Let me say this and very clear on the basis of the facts that are available, any jury that is not arm-twisted will give victory to the PDP. As things stand in this country today, we in the PDP believe that we won, we had it done in Kenya just recently, if African states are beginning to allow that,yes the judiciary is supposed to be the last hope of the people and that at the apex of any nations judiciary it should be above any form of arm-twisting, Nigerian judiciary at the level of the Supreme Court will leave up to its name, supreme, then nothing stops the PDP from reclaiming back the victory that Nigerians freely gave to them that was thwarted by a few people in the last elections. It is our hope in the judiciary that has made us refrain from any act that could be violent because we believe and very sincerely too that on the basis of the facts that are available on the ground today the court should stamp its feet out. The true and only interpreters of the provisions of our constitution and law and in so doing we are very hopeful, but if to the contrary, the probabilities are like the toss of a coin, either the head or the tail. So, if we get the head which is victory we will return Nigeria, which of course is going to be a whole lot of job to do because of the mess of the last four years back to the path of hope from despondency, if it is tail we go back to the drawing board believing that through a democratic process we can reverse whatever the present ills that they (APC) have bequeathed to this country.

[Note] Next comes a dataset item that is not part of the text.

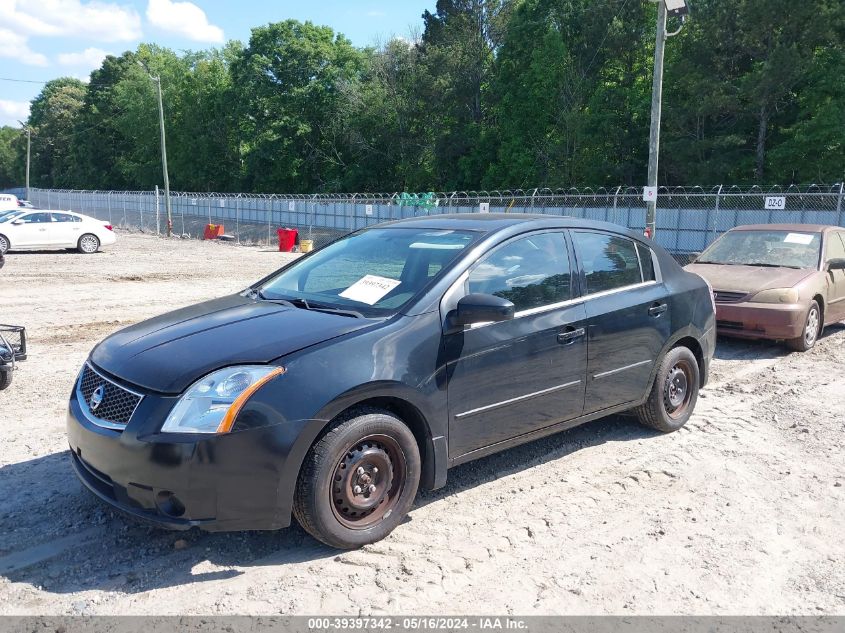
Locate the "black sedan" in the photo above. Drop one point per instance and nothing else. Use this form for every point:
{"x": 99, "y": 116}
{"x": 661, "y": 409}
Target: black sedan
{"x": 332, "y": 389}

The Southeast seems to be worried that they have been schemed out in the present calculation looking at the principal positions in the National Assembly, but they are clamouring for the president of Igbo extraction. How feasible is this?
The issue of 2023 is still far away. All I can say is that the Presidency under the PDP, the structure of appointment clearly will not be what we are having today and I think under the PDP I don’t expect the Southeast to complain, but if things have to go the way that it looks today, assuming at the end of all our court processes and proceedings government still has to be in the hands of the APC, four years is a long time, but is a short time in the life of every election. The good thing is that they (Southeast) already has four out of the five states or clearly all five states in the Southeast not in the hands of the APC, so the traditional and political leadership will need to go back to the drawing board because from what we have seen in the last four years I do not see the present leadership as changing its position about the Southeast. I don’t think they are in a hurry to so do, but the Southeast with all their contacts across the globe, particularly their spread in this country should be able to define what they want in this country and see if they can have it. If you don’t have it in one government if you don’t have it under one platform all that that tells you is to reassess your relationship with that platform.